Who Knew Domain Validation Was So Hard?



I’ve been following intently the conversation that has been going around recently surrounding Domain Driven Design and validation within the domain. I have been swirling it around in my head for a bit,  and I’m still not quite sure that I am 100% in the game, but I wanted to get my thoughts out on paper (or at least on my blog) so that others would have a chance to respond.

In case you have not been following it, the core of the discussion has been revolving around the appropriate place for validation to reside in your application. For many the result was surprising…it should never be in your entities. And interestingly enough, this conclusion seemed to be supported fairly universally by the people responding to this post.

Nagging Fears

While I guess this should be surprising for me, especially considering the fact that I recently helped design a system where there is a significant amount of validation within entities, I can’t honestly say that it did. The idea of having domain entities validate themselves never really set easy with me. But at the same time, I struggled a bit with the proposed solutions for it. I mean, I can completely understand how contextual validation is, but moving it out of the entities can leave the validation strewn about in the application. And don’t think that just because you are still using “IsValid” on your entities that you are doing something wrong, even Jimmy was proposing this not too long ago, we all have a long way to go guys. He may have been talking about external validator classes, but he was still proposing this validation being kicked off from within the entity. Or as Sean referred to it, “Reactive Validation”.

Now, some of you may be saying “so what if validation is contextual, the entity will have context so you can execute validation based on that context”. And yes, that is true to a certain extent. The entity will have knowledge of its own context, but validation could easily be based on context outside of the entities. Or it could be based on context which has little bearing on the domain at all. The example given in a comment on Jimmy’s post revolved around some data coming in from the UI being invalid for a particular context, while being perfectly acceptable when coming in through a batch process.

While this may seem like an edge case, these are the kinds of business rules that trip up our applications all the time. These are the types of rules that just scream “technical debt” because as soon as we see something like that come up we immediately get out the duct tape and glue gun. We obviously can’t redesign our application for a single screwy business rule, but sadly they rarely come in singles.

Cursed Context

So context is the problem, sweet sweet context. What is valid in situation A may or may not be valid in situation B. In the system I referred to above, we had two levels of validation. We had persistence valid and business rules valid. We recognized that valid was not black and white, and therefore created a finite amount of grayness that fit in with a database persistence model. At least in this case we could save off an entity to the database that was technically invalid, so that a user could come back later, finish it up, and make it valid. I’m starting to see now that the idea was there, but it stopped short of what was needed.

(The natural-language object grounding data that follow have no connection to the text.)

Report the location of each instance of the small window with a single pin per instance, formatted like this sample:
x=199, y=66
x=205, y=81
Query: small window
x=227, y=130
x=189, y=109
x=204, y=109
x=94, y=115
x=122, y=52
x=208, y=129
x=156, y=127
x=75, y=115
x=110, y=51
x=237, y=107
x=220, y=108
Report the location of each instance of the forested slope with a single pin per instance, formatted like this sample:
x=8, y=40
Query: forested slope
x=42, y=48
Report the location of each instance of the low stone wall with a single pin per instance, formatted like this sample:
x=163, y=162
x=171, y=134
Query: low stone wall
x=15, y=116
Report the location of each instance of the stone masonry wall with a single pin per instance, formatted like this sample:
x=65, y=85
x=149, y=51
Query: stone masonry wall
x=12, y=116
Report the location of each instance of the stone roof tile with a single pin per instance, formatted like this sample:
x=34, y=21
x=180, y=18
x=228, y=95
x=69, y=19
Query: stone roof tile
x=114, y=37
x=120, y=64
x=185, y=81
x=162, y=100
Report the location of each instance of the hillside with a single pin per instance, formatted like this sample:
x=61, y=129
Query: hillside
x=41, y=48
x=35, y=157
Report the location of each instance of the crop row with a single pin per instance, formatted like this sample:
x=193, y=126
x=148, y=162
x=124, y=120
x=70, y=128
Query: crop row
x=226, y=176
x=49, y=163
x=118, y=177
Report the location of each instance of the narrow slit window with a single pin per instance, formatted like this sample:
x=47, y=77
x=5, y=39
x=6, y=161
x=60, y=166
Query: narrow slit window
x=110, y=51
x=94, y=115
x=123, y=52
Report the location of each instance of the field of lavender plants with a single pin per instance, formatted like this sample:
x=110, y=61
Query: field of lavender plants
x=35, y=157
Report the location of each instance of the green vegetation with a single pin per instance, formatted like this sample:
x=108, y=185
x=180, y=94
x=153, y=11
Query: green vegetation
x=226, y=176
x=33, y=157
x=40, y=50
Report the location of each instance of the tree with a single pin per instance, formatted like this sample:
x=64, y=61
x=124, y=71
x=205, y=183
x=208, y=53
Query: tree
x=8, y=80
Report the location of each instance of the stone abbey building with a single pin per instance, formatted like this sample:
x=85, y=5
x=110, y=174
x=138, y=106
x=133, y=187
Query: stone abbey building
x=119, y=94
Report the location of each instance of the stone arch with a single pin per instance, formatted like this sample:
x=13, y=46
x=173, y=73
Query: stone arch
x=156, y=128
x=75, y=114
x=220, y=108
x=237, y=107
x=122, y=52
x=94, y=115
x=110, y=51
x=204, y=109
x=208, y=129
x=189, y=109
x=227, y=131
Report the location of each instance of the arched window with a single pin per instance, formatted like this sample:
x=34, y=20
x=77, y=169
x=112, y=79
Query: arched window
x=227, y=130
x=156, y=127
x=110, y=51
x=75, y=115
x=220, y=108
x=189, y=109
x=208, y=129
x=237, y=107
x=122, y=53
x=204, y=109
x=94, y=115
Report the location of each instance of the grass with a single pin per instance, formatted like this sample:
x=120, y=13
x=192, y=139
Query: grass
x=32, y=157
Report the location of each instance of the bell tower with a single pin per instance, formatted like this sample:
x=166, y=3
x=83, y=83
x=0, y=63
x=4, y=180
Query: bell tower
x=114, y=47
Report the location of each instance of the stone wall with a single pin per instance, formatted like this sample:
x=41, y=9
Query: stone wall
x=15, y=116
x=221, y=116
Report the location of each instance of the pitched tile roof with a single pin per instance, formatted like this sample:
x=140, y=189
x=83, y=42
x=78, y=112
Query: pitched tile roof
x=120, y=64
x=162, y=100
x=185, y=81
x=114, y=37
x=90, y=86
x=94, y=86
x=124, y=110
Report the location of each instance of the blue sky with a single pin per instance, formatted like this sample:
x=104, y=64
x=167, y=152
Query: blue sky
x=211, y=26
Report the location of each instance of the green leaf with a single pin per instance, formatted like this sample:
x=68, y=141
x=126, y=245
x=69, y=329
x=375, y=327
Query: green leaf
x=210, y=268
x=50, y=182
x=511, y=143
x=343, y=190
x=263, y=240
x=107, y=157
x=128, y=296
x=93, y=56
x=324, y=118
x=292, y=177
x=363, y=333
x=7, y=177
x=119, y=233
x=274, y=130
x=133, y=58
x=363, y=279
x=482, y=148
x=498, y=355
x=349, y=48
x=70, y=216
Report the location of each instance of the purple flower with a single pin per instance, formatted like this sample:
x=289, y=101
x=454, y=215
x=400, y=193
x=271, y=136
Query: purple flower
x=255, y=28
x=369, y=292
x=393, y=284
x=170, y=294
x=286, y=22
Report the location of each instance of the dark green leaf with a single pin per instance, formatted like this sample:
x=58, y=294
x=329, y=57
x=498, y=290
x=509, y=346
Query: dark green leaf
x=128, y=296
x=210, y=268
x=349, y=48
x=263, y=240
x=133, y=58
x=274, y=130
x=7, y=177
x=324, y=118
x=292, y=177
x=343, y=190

One of the ideas that comes out of the idea of moving validation outside of the entities, is that you can no longer simply as an entity, are you valid? So some people began to suggest that you simply never allow invalid entities. You should always make sure that your entities are valid, which is possible if you are pushing your validation into a service layer. If the data is coming in via a message or view model then you can validate the data before the entity ever sees it. This way you could operate on purely valid entities. But again, what is valid?

If I take this approach and say that I’ll only ever create valid entities, then it is really only valid within a particular context. If I create an entity via one service, validate it, and then persist it, what happens when it gets pulled up and passed to another service? I’m either missing something here or this can create issues. You would have to validate the entity immediately upon retrieval or you would have “invalid” entities. The issue in my mind is how do you immediately know what context to validate within before you create the entity? Would this happen within the repository? That isn’t kosher at all. But if we aren’t doing it within the repository then we are returning potentially invalid entities from the repository. At least invalid by the context that we are currently operating within.

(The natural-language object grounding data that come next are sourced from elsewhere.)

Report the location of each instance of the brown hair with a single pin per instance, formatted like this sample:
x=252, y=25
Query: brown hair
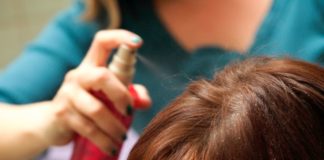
x=261, y=108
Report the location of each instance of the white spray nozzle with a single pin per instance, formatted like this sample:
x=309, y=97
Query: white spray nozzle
x=123, y=64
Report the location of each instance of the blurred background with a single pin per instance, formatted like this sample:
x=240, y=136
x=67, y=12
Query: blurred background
x=21, y=21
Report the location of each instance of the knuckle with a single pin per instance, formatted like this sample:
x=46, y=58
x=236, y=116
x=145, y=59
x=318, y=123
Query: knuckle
x=123, y=96
x=89, y=129
x=102, y=75
x=71, y=75
x=96, y=110
x=99, y=34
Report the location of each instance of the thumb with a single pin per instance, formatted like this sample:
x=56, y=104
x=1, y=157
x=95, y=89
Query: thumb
x=140, y=96
x=105, y=41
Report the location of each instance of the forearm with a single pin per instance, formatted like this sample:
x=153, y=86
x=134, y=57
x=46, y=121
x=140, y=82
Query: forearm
x=23, y=130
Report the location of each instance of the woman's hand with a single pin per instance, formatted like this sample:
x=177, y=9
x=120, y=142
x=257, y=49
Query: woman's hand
x=76, y=110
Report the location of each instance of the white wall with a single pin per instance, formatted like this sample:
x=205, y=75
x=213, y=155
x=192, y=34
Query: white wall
x=21, y=20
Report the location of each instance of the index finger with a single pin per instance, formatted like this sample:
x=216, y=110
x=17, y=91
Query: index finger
x=107, y=40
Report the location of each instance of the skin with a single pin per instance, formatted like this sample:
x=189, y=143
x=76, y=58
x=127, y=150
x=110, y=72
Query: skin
x=73, y=109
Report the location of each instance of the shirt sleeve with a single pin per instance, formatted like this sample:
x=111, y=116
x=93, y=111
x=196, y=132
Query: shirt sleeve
x=38, y=72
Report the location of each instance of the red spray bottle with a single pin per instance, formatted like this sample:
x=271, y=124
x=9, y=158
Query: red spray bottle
x=122, y=66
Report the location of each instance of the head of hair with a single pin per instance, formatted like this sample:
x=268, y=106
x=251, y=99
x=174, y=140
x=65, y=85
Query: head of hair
x=261, y=108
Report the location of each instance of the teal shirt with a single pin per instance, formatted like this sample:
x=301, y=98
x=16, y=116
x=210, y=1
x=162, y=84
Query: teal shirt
x=291, y=28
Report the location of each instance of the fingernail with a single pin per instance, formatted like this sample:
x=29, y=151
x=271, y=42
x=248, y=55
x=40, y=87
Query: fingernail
x=136, y=39
x=124, y=137
x=129, y=110
x=114, y=152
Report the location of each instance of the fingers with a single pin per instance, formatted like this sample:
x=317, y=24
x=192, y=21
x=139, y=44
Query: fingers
x=99, y=114
x=95, y=78
x=107, y=40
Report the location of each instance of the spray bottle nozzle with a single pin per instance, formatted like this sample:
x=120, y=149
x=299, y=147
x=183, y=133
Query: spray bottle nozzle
x=123, y=64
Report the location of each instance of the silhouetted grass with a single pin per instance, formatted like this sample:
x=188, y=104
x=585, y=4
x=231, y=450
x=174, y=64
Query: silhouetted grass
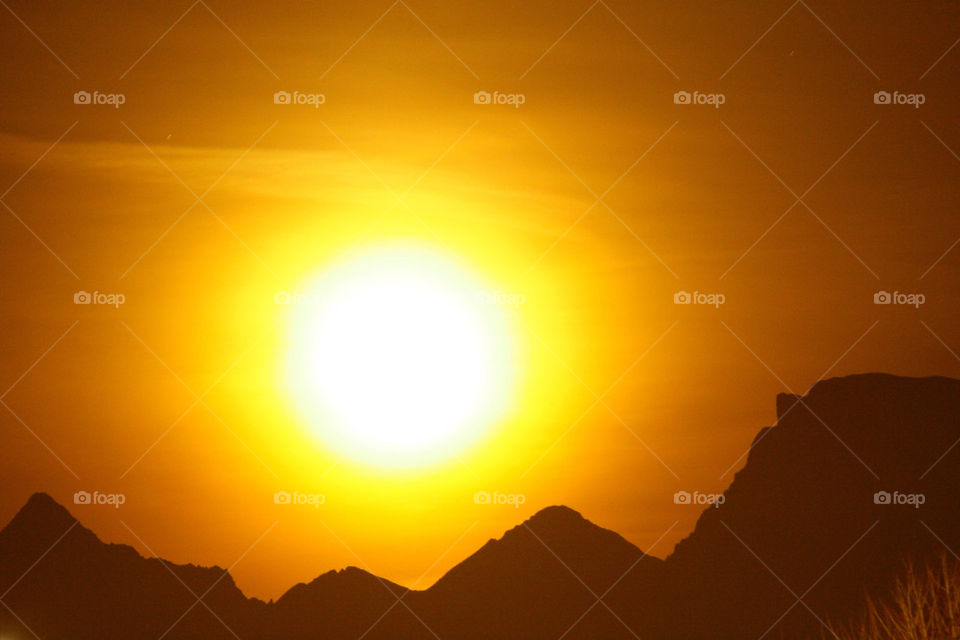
x=923, y=605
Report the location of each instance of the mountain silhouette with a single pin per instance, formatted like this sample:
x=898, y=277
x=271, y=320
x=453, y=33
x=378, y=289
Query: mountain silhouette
x=818, y=516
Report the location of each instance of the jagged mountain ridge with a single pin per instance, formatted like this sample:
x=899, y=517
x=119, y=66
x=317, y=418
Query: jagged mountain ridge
x=798, y=520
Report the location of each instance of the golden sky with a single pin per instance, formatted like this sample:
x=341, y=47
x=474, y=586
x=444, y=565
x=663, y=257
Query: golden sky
x=596, y=200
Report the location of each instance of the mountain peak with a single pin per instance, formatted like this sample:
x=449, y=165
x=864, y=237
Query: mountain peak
x=42, y=513
x=557, y=515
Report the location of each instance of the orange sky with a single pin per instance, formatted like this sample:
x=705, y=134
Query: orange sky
x=691, y=198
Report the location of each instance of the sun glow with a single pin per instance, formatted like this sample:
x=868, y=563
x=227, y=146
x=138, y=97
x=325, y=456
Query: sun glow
x=397, y=358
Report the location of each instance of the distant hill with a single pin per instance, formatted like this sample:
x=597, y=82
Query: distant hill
x=799, y=520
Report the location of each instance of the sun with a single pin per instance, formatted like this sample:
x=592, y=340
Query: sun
x=398, y=358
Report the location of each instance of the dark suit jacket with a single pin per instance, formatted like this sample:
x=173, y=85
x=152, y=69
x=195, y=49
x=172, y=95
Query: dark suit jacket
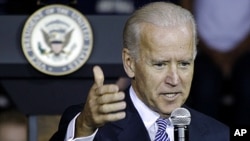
x=131, y=128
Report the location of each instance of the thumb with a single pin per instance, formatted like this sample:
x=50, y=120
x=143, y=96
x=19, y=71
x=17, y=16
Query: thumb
x=98, y=76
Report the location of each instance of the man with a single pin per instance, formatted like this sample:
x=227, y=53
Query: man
x=158, y=55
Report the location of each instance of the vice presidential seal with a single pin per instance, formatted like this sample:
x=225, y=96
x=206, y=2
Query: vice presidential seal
x=57, y=40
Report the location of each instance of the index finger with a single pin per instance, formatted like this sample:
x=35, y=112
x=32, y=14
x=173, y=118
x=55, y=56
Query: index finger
x=98, y=76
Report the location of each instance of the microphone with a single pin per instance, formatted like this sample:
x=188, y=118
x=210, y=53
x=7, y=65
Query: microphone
x=180, y=118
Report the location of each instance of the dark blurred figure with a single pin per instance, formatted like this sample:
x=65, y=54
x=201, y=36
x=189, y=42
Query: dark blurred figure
x=13, y=126
x=222, y=69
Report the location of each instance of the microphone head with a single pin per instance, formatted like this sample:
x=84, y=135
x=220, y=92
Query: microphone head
x=180, y=117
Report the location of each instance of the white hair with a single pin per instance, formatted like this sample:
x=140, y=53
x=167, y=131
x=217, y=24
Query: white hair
x=162, y=14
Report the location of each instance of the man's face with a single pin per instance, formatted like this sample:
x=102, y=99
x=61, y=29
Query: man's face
x=164, y=69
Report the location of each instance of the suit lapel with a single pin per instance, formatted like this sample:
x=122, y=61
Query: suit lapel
x=132, y=127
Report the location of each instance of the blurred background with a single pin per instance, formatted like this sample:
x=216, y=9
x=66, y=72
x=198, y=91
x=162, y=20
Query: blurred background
x=221, y=84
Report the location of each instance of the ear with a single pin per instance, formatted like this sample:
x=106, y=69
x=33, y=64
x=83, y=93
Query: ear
x=128, y=63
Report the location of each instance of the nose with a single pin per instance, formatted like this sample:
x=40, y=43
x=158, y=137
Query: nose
x=172, y=77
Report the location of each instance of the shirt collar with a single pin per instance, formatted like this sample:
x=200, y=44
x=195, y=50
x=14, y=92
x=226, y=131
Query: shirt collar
x=148, y=116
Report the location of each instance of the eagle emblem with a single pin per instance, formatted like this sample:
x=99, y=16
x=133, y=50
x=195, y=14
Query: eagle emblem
x=56, y=39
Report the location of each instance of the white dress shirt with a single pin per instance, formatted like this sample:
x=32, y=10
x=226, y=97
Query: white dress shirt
x=148, y=117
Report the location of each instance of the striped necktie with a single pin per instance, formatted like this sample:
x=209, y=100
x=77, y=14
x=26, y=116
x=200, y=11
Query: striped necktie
x=161, y=134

Sean’s recommendation would be to create different version of your entities that were valid under different contexts, but that doesn’t make sense to me. If I am already having different validations in different contexts, then if I am going to have different entities in different contexts then why not just move my validation back into my entities, since I am going to have one for each context? It just doesn’t jibe with me, and I’m not sure you could make it work without a lot of headaches. Someone prove me wrong!

Putting all of that aside, if we are to move validation out of our entities, then how should we validate them consistently? My mind right now is still clinging to the concept of having IValidator classes which are capable of validating entities or groups of entities in different contexts. It may sound like you’d end up with hundreds of validation classes, but I would think that any given entity or aggregate would only have a handful of different contexts in which they are validated. The trick would be to make sure that they were validated properly in the correct places, but I guess that is what tests are for!


So anyways, after putting some serious thought into it (and reading many a blog post about it) here is what I think:

  1. Validation should not be inside of domain entities except for under the most simplistic of circumstances.
  2. Validation does need to be put into well defined areas of the application, it should not just be strewn throughout. If you aren’t using well defined command objects or have a strict service layer, then you are probably just better off putting it in your business objects because you’ll have no consistent means of ensuring validation.
  3. You should have a consistent strategy for validation, in order to make redundant validation as easy as possible. It is likely that for many entities their validation will always look the same.
  4. I’m not sure that I agree with the concept that entities should always be valid. I think this poses some problems, but I’d love to see someone prove me wrong here.

I’m really glad that this discussion is taking place currently, and it is good to see it happening across several different people’s blogs. My thoughts are certainly nothing new, but I think that getting them written down will help me think through them a bit more. It has me itching a good bit to try and re-implement a few things that I have been working on to do validation in this manner.

Anyways, I hope you enjoyed the post, and please let me know if you think I have gone off the deep end!